O nome Google, cuja pronúncia em português é "gugol", é um trocadilho com o termo Googol, nome usado pelo matemático Milton Sirotta para representar o número 1 seguido de 100 zeros (ou 10 elevado a 100). Segundo o Google, esse nome foi escolhido pra refletir a missão da empresa: a de organizar a enorme quantidade de informações disponíveis na Internet.

Com tanta sofisticação oferecida, uma pergunta pode aparecer na mente dos usuários mais assíduos da Internet: o que seria da "grande rede" sem o Google? Encontrar uma resposta para isso é difícil. Talvez surgiria um outro mecanismo tão eficiente quanto ou talvez ficássemos condicionados às limitações das alternativas existentes.

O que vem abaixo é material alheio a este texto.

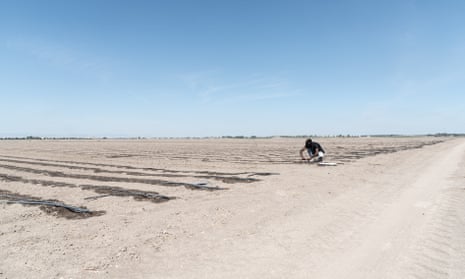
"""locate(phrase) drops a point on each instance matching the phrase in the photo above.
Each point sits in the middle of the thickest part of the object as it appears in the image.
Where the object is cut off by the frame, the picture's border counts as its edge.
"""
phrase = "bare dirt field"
(232, 208)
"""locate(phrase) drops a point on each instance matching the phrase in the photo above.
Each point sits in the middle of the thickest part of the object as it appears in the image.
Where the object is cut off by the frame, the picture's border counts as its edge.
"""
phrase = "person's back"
(313, 149)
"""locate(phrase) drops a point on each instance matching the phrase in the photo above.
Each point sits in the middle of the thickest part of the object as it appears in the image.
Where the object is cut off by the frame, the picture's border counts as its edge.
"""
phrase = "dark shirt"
(313, 146)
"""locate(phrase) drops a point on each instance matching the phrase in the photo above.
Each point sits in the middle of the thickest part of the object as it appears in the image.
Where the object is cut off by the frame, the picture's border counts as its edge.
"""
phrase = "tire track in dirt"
(51, 207)
(158, 182)
(152, 171)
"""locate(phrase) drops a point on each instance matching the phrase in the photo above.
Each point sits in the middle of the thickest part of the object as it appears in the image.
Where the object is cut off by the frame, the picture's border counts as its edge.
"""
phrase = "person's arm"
(315, 154)
(302, 153)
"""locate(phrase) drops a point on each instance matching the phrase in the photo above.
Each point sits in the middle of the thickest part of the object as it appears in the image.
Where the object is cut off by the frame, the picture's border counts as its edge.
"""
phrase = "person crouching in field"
(314, 149)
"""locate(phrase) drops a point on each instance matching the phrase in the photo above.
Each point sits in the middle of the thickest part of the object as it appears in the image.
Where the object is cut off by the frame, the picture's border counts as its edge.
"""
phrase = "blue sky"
(212, 68)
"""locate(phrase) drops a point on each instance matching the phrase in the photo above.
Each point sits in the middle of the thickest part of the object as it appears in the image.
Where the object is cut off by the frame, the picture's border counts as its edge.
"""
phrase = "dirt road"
(393, 215)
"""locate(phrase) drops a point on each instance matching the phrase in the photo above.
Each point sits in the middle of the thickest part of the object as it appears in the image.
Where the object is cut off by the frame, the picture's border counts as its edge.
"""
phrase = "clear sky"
(177, 68)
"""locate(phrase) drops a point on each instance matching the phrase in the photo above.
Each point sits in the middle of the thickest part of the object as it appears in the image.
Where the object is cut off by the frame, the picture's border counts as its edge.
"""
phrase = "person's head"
(308, 143)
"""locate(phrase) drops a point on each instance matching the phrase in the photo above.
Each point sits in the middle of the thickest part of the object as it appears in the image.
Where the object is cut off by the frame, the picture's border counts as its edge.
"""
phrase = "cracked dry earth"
(232, 208)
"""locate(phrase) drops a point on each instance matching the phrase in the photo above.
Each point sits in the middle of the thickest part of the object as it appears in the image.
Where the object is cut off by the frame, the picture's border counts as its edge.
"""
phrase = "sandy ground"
(391, 208)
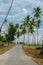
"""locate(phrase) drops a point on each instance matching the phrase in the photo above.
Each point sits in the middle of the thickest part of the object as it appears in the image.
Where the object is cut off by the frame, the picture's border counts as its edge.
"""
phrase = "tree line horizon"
(28, 25)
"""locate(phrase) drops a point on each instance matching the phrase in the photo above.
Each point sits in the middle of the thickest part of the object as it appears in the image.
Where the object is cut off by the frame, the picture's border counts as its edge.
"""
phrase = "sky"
(20, 9)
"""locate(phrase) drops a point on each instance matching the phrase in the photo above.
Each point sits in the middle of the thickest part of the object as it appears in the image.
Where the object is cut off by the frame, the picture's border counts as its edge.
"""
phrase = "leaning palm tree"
(6, 16)
(37, 15)
(31, 30)
(27, 20)
(23, 30)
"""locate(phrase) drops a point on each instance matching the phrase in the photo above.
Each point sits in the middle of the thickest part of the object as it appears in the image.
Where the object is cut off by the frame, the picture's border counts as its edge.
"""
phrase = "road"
(16, 56)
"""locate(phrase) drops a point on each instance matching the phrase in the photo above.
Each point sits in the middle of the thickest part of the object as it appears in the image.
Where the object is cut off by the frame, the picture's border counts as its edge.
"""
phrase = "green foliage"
(11, 32)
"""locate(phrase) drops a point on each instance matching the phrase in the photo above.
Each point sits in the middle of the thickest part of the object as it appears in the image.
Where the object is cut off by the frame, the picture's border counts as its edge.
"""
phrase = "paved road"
(16, 56)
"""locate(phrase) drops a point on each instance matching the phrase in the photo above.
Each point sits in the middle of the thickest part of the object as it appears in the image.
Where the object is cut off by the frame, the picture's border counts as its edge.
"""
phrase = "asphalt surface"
(16, 56)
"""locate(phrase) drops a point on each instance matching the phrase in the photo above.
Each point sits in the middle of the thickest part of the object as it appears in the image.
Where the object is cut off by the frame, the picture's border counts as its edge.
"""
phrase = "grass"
(34, 51)
(6, 47)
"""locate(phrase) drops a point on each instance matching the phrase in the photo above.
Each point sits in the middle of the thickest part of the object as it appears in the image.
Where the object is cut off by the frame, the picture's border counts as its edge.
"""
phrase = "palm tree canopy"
(38, 23)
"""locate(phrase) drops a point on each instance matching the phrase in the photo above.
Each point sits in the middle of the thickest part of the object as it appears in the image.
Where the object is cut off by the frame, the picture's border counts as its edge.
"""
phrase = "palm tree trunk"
(37, 35)
(24, 38)
(28, 37)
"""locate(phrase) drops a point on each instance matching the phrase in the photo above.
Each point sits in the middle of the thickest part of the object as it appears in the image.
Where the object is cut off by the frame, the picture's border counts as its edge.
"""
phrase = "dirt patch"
(34, 53)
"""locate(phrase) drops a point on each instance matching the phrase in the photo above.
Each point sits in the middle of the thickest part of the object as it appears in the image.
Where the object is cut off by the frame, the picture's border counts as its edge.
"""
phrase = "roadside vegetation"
(33, 51)
(30, 26)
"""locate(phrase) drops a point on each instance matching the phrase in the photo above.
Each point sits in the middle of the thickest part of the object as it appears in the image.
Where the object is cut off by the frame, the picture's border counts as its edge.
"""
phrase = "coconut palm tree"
(23, 30)
(37, 15)
(5, 19)
(31, 29)
(27, 21)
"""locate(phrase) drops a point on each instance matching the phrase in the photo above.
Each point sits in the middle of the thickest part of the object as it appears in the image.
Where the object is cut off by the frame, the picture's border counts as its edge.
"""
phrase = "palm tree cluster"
(30, 25)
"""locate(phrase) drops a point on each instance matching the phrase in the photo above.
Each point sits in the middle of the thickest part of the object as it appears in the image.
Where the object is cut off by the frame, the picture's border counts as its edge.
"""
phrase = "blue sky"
(20, 9)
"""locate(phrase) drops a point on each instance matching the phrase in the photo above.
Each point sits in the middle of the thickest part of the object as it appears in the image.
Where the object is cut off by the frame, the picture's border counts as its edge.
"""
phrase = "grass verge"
(5, 48)
(34, 53)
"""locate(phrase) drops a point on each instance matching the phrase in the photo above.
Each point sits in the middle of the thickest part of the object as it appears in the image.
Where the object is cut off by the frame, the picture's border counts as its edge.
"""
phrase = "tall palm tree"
(27, 20)
(31, 29)
(6, 16)
(23, 30)
(37, 15)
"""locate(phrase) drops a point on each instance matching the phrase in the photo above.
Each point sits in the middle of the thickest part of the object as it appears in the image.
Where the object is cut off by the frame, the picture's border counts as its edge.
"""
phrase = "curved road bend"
(16, 56)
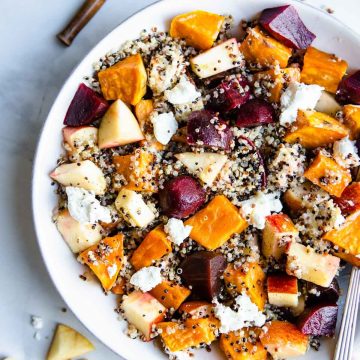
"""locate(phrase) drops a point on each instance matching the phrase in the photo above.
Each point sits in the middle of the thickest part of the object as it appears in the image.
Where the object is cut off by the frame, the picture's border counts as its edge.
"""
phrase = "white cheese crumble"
(346, 153)
(85, 208)
(298, 96)
(165, 126)
(258, 207)
(247, 314)
(183, 93)
(146, 278)
(177, 231)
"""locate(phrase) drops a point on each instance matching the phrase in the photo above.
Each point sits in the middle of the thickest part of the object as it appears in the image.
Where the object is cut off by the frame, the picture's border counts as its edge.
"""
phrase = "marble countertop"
(33, 66)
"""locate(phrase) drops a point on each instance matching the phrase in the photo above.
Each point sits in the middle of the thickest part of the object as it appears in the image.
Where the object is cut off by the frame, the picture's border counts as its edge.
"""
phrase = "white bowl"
(86, 299)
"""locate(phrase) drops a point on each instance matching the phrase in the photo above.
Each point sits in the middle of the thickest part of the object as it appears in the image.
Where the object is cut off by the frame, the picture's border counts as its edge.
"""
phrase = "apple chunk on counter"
(84, 174)
(282, 290)
(304, 263)
(143, 311)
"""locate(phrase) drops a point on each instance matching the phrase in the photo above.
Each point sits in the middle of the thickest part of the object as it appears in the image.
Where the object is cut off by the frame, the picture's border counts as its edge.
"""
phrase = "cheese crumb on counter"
(85, 208)
(146, 278)
(298, 96)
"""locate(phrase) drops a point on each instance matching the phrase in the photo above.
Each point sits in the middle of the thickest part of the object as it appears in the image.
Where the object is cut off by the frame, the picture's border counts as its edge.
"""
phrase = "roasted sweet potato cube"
(275, 81)
(250, 277)
(170, 294)
(347, 236)
(199, 28)
(323, 69)
(137, 170)
(192, 333)
(328, 174)
(238, 346)
(313, 129)
(126, 80)
(283, 340)
(154, 246)
(259, 49)
(216, 223)
(352, 120)
(105, 259)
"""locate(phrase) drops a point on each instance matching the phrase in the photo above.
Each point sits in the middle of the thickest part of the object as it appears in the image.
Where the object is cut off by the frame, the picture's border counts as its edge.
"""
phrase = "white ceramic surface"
(85, 298)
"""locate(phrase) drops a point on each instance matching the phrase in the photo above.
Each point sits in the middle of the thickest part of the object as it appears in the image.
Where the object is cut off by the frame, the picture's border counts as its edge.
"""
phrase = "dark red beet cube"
(349, 89)
(202, 271)
(85, 107)
(181, 197)
(229, 95)
(206, 129)
(285, 25)
(319, 320)
(254, 113)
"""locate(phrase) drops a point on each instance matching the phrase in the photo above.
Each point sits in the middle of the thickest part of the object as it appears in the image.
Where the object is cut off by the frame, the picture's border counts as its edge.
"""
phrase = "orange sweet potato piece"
(235, 348)
(136, 169)
(347, 236)
(105, 259)
(250, 278)
(199, 28)
(352, 120)
(283, 340)
(323, 69)
(192, 333)
(170, 294)
(216, 223)
(154, 246)
(313, 129)
(328, 174)
(126, 80)
(260, 49)
(274, 81)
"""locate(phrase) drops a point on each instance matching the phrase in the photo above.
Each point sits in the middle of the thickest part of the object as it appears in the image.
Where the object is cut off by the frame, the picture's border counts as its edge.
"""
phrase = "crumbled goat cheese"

A questão é que o Google é um empreendimento sério, feito, mantido e constantemente aprimorado por um time altamente qualificado de engenheiros e cientistas da computação. O nome Google ou o termo "googlar" não virou sinônimo de busca por uma jogada de marketing ou por um simples modismo, mas sim por se focar naquilo que oferece: a busca de informações. O Google não seguiu o caminho de concorrentes, que passaram a dar prioridade a formas de obter lucros ao invés de aperfeiçoar as buscas em si. Mesmo que alguns não queiram ou não aceitem essa idéia, o Google é o melhor meio existente para aproveitar tudo o que a Internet oferece. O Google representa uma das maravilhas da computação e não há dúvidas de que é um regente na Web que não ignora idiomas, sistemas operacionais, culturas, idéias, credo, entre outros. No Google há espaço para tudo e para todos.
Para finalizar, aqui vai uma dica: o Google oferece além de seu tradicional mecanismo de busca, vários outros serviços, como o Google News, o Orkut, o Froogle, o Gmail, entre outros. Para saber de algumas novidades que estão para vir ou para saber quais os principais projetos que o Google trabalha atualmente, basta visitar o Google Labs.